AP : Quel est l’avenir du campus AFJE ?
H D : Le Campus reste le pivot. Nous souhaitons néanmoins qu’il ne constitue pas notre unique offre de formation. Nous prévoyons d’organiser trois sessions parallèles de formation sur des thèmes très précis, notamment le droit des contrats, qui va évoluer, et les conventions réglementées constituent des thèmes récurrents qui pourraient donner lieu à une journée de formation régulière, avec des spécialistes. Nous étudions aussi des modules plus structurés dans le domaine de la communication. Nous aimerions également développer des formations avec nos amis anglais du Center for Commercial Law Studies du Queen Mary College of London avec des intervenants dont les méthodes de formation sont différentes des nôtres.
AP : Faut-il rendre la formation des juristes d’entreprise obligatoire ?
H D : Il est vrai que cette formation n’est pas obligatoire, mais dans les entreprises, elle est permanente.

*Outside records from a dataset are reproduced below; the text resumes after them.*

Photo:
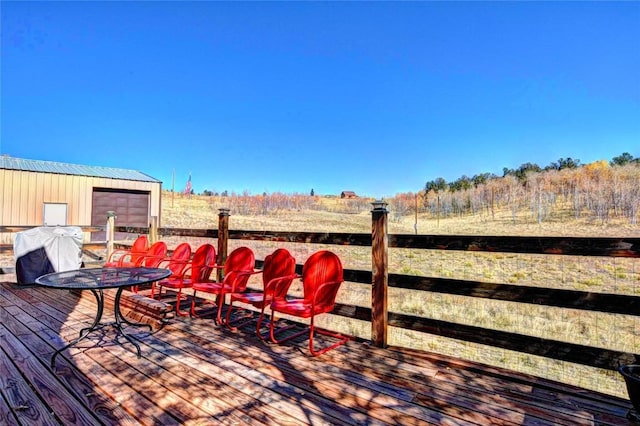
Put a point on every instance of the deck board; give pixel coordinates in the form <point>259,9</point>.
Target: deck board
<point>193,372</point>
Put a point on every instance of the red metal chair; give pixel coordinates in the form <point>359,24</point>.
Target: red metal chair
<point>176,263</point>
<point>198,270</point>
<point>152,258</point>
<point>128,257</point>
<point>278,264</point>
<point>321,280</point>
<point>237,269</point>
<point>156,254</point>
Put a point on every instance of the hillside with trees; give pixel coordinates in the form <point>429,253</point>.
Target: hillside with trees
<point>601,190</point>
<point>563,191</point>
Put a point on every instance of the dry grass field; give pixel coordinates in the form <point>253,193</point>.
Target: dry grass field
<point>595,274</point>
<point>610,275</point>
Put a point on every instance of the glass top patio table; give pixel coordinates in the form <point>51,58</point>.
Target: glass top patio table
<point>102,278</point>
<point>96,280</point>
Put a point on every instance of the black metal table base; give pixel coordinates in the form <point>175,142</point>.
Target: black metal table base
<point>96,325</point>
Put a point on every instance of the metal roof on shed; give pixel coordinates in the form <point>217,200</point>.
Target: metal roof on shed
<point>11,163</point>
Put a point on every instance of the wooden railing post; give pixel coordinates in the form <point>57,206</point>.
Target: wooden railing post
<point>380,273</point>
<point>223,239</point>
<point>110,231</point>
<point>153,229</point>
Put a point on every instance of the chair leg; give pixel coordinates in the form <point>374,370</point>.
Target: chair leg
<point>192,310</point>
<point>342,339</point>
<point>273,331</point>
<point>178,311</point>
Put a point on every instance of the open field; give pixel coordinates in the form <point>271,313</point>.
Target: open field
<point>610,275</point>
<point>594,274</point>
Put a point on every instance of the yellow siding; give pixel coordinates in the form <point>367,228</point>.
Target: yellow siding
<point>23,193</point>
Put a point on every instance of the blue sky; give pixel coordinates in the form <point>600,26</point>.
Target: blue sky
<point>374,97</point>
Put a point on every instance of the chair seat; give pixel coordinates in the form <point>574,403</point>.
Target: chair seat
<point>211,287</point>
<point>255,299</point>
<point>297,307</point>
<point>176,283</point>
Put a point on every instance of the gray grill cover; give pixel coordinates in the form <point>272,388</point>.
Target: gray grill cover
<point>46,249</point>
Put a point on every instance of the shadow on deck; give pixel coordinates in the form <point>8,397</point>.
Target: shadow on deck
<point>193,372</point>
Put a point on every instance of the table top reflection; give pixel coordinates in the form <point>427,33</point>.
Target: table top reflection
<point>102,278</point>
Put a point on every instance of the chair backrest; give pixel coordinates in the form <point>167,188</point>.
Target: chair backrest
<point>179,259</point>
<point>155,254</point>
<point>278,264</point>
<point>139,248</point>
<point>322,267</point>
<point>239,260</point>
<point>204,259</point>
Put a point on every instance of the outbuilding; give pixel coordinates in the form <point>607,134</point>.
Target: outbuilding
<point>47,193</point>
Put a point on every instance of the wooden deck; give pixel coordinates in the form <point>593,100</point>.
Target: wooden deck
<point>192,372</point>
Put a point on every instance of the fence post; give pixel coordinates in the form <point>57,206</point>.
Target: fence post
<point>110,231</point>
<point>380,273</point>
<point>223,239</point>
<point>153,230</point>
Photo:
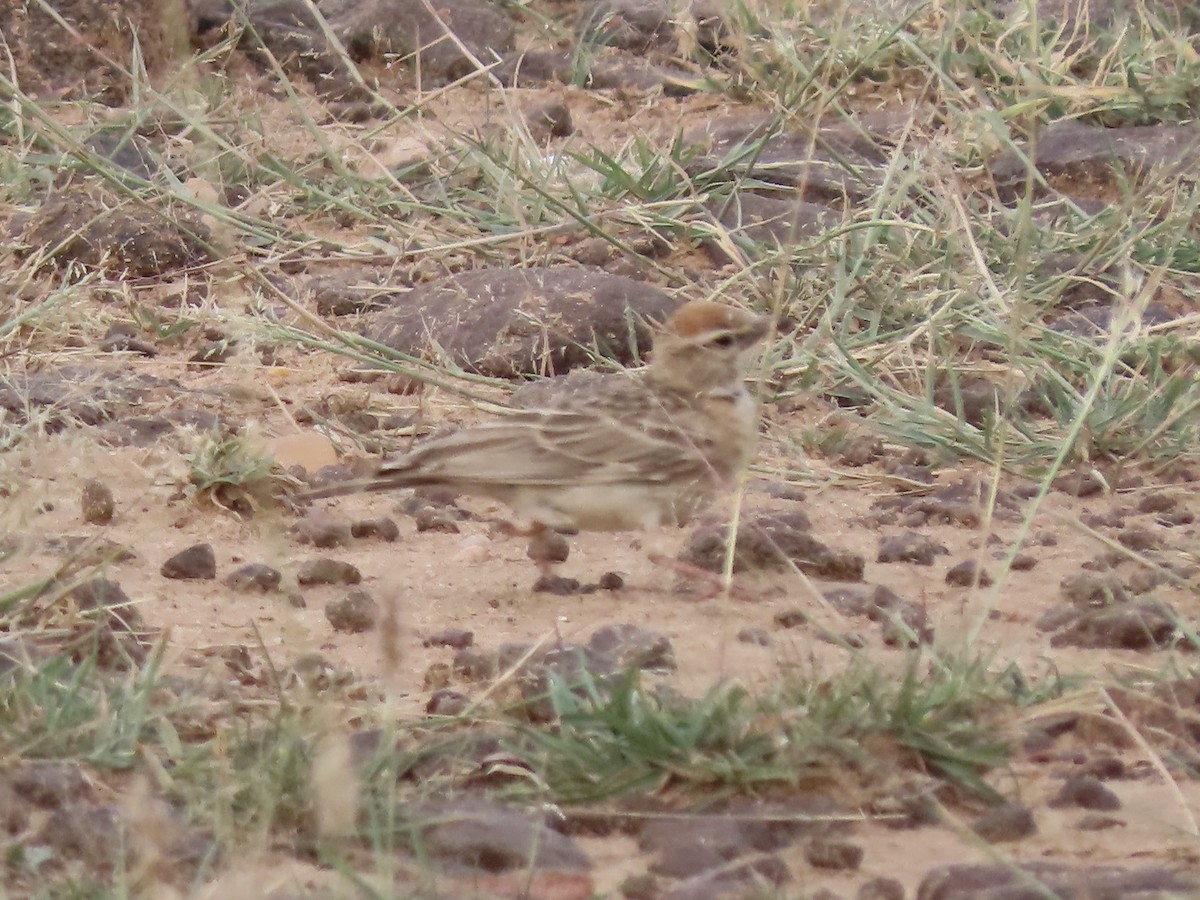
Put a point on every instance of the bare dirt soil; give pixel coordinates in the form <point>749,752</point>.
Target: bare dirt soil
<point>460,574</point>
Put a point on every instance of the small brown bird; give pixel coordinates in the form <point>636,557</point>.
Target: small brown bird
<point>627,450</point>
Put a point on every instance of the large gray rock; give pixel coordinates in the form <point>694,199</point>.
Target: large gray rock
<point>511,322</point>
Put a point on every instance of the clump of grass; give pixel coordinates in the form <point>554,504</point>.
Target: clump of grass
<point>233,474</point>
<point>621,737</point>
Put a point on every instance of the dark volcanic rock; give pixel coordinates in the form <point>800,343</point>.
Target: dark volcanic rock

Le juriste évolue dans un milieu où les sources d’information sont légion. Il a autour de lui des gens qui exercent des métiers très différents, d’autres juristes, spécialisés dans d’autres domaines. Sa formation est ainsi polymorphe, du partage de connaissances avec ses collègues au Campus AJFE, en passant par l’actualité et les revues juridiques… Au sein de l’entreprise, le juriste ne se forme d’ailleurs pas qu’au droit. Il doit également connaître les domaines propres à l’activité de l’entreprise, les produits, les nouveaux projets, les nouvelles ouvertures… Sans oublier le développement personnel : apprendre à communiquer et à manager, par exemple. Chacun doit trouver ses repères et les offres de formation les mieux adaptées. Obligatoire ou pas, la formation continue est indispensable.
AP : A l’heure où la rémunération des professions réglementées fait débat, qu’en est-il de celle des juristes d’entreprise ?

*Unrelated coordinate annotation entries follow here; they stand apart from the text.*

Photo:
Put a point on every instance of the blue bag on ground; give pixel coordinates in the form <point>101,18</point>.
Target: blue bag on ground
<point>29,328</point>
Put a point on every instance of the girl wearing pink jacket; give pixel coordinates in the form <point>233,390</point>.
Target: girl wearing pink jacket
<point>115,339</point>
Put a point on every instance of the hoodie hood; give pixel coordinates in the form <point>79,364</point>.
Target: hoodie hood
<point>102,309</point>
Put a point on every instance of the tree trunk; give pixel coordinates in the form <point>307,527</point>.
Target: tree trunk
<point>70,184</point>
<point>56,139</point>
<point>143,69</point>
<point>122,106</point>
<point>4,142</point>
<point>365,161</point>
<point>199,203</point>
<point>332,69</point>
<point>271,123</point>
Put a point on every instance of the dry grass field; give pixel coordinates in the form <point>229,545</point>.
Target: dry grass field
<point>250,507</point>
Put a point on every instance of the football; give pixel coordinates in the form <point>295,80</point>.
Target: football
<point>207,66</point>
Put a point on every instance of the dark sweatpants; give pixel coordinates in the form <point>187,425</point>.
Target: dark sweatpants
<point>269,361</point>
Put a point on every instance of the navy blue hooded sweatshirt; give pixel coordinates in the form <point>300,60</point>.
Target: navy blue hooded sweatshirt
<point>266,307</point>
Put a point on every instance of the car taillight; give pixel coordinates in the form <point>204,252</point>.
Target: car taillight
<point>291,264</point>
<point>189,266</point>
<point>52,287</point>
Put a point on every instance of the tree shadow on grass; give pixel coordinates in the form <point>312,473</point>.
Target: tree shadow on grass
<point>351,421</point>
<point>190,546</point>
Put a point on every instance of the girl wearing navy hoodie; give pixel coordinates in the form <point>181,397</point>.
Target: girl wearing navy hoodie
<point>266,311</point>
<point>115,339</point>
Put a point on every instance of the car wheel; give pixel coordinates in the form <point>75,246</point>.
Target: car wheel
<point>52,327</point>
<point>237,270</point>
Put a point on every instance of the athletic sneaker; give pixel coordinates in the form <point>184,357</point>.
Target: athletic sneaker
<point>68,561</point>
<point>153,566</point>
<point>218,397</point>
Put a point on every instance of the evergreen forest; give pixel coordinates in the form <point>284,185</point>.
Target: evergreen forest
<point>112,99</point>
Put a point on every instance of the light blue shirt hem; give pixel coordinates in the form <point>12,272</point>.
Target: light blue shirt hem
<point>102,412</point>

H D : Nous allons réaliser une étude très précise à la fin de cette année pour avoir une idée claire de la rémunération des juristes d’entreprise. Comme pour la plupart des professions, réglementées ou non, on constate de fortes disparités sur le niveau de rémunération des juristes. Le spectre semble si large que les rémunérations moyennes et médianes n’ont guère de signification. En première approche, il semble néanmoins que, globalement, la fonction se valorise actuellement. Je pense également, d’une façon un peu empirique, que les juristes d’entreprise sont en général mieux rémunérés à l’étranger. Nos enquêtes sont anonymes. Les juristes nous donnent à cette occasion sans difficulté leur rémunération en fonction de leur expérience, le type et la taille de leur entreprise, le secteur d’activité. Nous pourrons ainsi en déduire des niveaux de rémunération en fonction de l’âge, du niveau d’expérience, de la matière et du secteur d’activité.